Grieving. That was a huge part of my family’s life this past week. It was hard. It was bitter but sweet. Why bittersweet? For the past 7.5 weeks, my grandma from my mom’s side lived with my family. She was in Nevada for most of my life, and then God, through so many miraculous opening of doors, brought her here. There was so much joy, uncertainty, and revealing of how SUPER selfish I am when she got here.
The first few weeks she was here with us, I was amazed to think about how I thought I knew how to ‘love’ people, and then God showed me that I didn’t understand just how much God loved me, just how much Jesus gave when He gave His life for me, to take my sins on Him.
I complained. I said it was too hard for me. I struggled those first few weeks, and the Lord gave me SO much freedom.
Grieving. I didn’t realize the grieving would come so soon; I thought my grandma would be here for years, that we would care for her here for years, but I was wrong, and God’s plan is so much better than my expectations.
On Sunday, my grandma passed from this earth.
It was Saturday night, and my mommy called us in; she said that grandma’s pulse was low. We came in, and there was so much prayer, singing, sharing with Grandma and crying out to the Lord that she would look to Jesus, and that He might mercifully take her to the land where there are NO more tears, no more pain, no more sorrow, and just FULL of the complete glory of Jesus.
It was hard. It was good. It was full of so much sorrow yet hope.
I can’t describe these mixed feelings.
But Sunday night, we all went to bed except for one of my sisters at 12:45 AM (really on Monday morning), and about 30 minutes later, my sister walked in and woke us up.
She said those words that I didn’t want to hear.
‘Girls, Obachan (Japanese word for Grandma) passed away.’
Writing this makes me want to cry again; but I want to share with you what God did through the grieving. I saw the power of God to give us the opportunity for 7 weeks to share the gospel with my grandma. She didn’t know Jesus for most of my life, but there were so many encouraging signs as she got closer to passing that she was trusting in Jesus.
‘51 Behold! I tell you a mystery. We shall not all sleep, but we shall all be changed, 52 in a moment, in the twinkling of an eye, at the last trumpet. For the trumpet will sound, and the dead will be raised imperishable, and we shall be changed. 53 For this perishable body must put on the imperishable, and this mortal body must put on immortality. 54 When the perishable puts on the imperishable, and the mortal puts on immortality, then shall come to pass the saying that is written:
“Death is swallowed up in victory.”
55 “O death, where is your victory?
O death, where is your sting?”
56 The sting of death is sin, and the power of sin is the law. 57 But thanks be to God, who gives us the victory through our Lord Jesus Christ.
In the midst of the grieving, I was absolutely humbled, floored by the love of the body of Christ.
They brought over pancakes and quiche and yogurt and fruit.

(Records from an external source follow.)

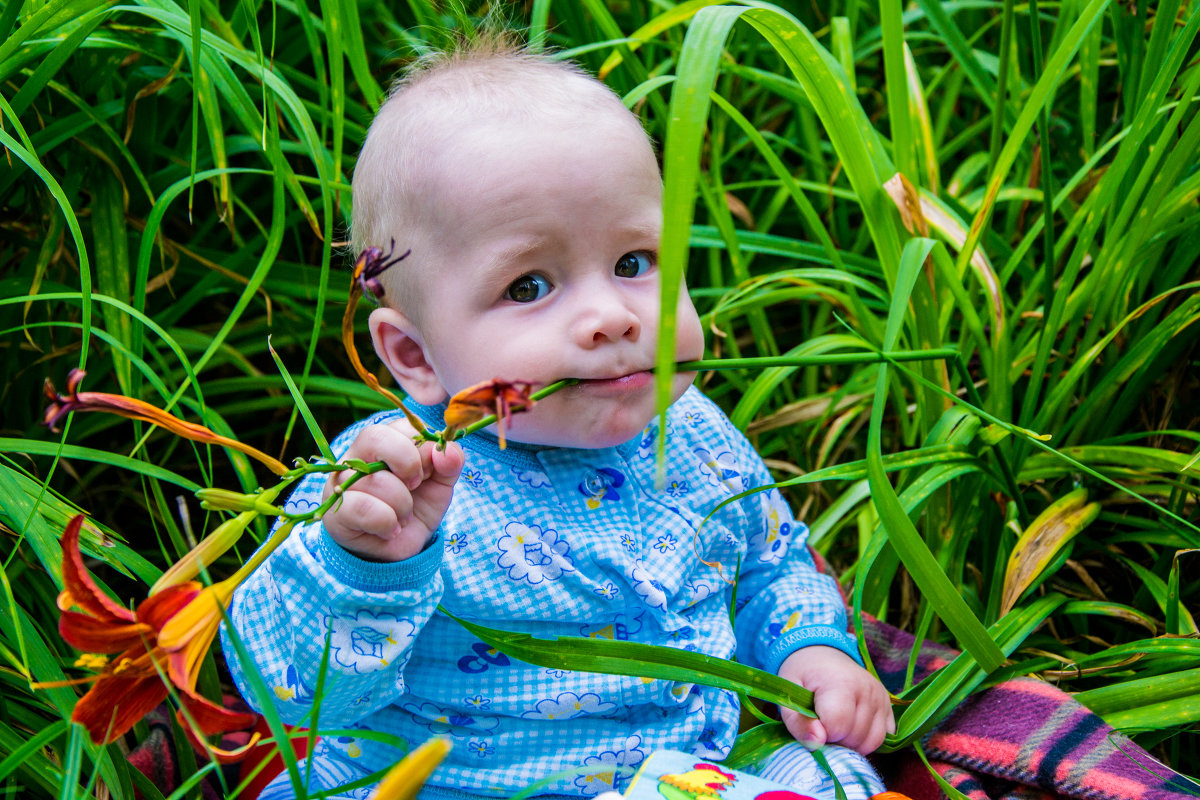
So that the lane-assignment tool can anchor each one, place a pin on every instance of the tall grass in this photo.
(175, 193)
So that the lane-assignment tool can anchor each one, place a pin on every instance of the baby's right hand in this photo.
(391, 515)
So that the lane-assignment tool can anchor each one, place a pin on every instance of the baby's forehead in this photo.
(513, 90)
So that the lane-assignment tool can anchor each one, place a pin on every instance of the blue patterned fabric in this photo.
(551, 542)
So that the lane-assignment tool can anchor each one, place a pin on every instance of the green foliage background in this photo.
(175, 190)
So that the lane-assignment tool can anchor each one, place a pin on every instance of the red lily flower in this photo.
(136, 681)
(474, 403)
(136, 409)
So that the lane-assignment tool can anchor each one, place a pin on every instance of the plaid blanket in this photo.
(1019, 740)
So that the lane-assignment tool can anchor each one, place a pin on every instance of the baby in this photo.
(531, 200)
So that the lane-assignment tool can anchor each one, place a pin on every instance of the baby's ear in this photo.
(400, 347)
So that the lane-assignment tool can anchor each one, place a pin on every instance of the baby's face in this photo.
(543, 265)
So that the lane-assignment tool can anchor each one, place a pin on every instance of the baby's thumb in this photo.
(448, 464)
(805, 729)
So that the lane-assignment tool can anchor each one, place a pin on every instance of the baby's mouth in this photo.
(618, 384)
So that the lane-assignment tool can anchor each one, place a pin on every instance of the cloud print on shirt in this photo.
(533, 554)
(569, 705)
(369, 642)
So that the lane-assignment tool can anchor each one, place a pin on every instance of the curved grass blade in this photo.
(645, 661)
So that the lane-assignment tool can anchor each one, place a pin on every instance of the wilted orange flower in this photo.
(371, 263)
(133, 683)
(136, 409)
(474, 403)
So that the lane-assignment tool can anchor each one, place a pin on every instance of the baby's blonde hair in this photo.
(492, 76)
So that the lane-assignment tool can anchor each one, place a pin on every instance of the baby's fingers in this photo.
(805, 729)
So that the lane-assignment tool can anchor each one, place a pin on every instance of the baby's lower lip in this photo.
(631, 382)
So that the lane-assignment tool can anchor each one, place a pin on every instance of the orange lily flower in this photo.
(474, 403)
(136, 409)
(135, 683)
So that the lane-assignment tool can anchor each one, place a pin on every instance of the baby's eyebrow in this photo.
(504, 260)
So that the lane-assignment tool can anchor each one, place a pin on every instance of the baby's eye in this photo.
(631, 265)
(528, 288)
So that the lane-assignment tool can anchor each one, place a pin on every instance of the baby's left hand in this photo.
(853, 707)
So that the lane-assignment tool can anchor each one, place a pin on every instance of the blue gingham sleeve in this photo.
(784, 601)
(311, 596)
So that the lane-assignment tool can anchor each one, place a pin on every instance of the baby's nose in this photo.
(606, 319)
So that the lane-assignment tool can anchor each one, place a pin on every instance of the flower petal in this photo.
(114, 704)
(90, 635)
(81, 587)
(156, 609)
(211, 719)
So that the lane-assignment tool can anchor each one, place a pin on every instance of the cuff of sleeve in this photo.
(375, 576)
(805, 637)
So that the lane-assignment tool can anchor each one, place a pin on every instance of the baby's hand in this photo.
(853, 707)
(391, 515)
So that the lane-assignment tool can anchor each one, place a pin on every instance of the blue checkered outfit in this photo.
(547, 541)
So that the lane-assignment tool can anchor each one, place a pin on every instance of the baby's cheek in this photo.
(689, 332)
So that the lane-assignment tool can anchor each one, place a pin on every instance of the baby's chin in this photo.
(595, 437)
(612, 423)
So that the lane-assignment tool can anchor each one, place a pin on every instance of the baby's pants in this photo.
(795, 767)
(791, 765)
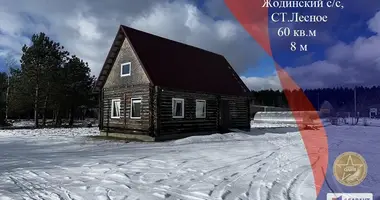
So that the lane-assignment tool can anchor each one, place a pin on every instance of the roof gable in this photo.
(176, 65)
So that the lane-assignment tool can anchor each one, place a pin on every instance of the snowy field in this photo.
(63, 164)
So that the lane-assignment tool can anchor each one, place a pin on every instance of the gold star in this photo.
(349, 163)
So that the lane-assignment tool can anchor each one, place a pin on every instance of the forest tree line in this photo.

One of our friends came over here at 3:45 AM in the morning. She said that God woke her up at 3:15 AM ish and then she saw our email. So she came over. She cried with us and laughed with us other the memories.
It’s also still been a week of learning to nourish.
I’m trying to cut back on my exercise even more, especially the cardio.
I love running, but I NEED to take care of my reproductive health. I need to be wise about it, so I’m not regretting it down the road.
So I’m learning to nourish with food that church people have brought from pancakes to pasta to salad to enchiladas.
I want you to know that grieving is part of this life, but I want to share with you that sweet hope Jesus promises in heaven of no more tears.
Revelation 21:1-4, ‘
And I saw a new heaven and a new earth: for the first heaven and the first earth were passed away; and there was no more sea.
2 And I John saw the holy city, new Jerusalem, coming down from God out of heaven, prepared as a bride adorned for her husband.
3 And I heard a great voice out of heaven saying, Behold, the tabernacle of God is with men, and he will dwell with them, and they shall be his people, and God himself shall be with them, and be their God.
4 And God shall wipe away all tears from their eyes; and there shall be no more death, neither sorrow, nor crying, neither shall there be any more pain: for the former things are passed away.’
These verses make me so excited, because sometimes the grieving on this earth is just so hard, I’m not even sure I can deal with it. But there is HOPE. Every good story. Every good movie or good book has hope, and the hope of Jesus is so real in my heart and life, knowing that death is not the end.
I’m thankful for hope. I’m still grieving. My mommy is still grieving. My sisters are still grieving.
But grateful for hope. <3
Thank you soo much Meg for the Week in Review.
Grieving: What gives you hope in grieving?
How do you still nourish even in times of grieving?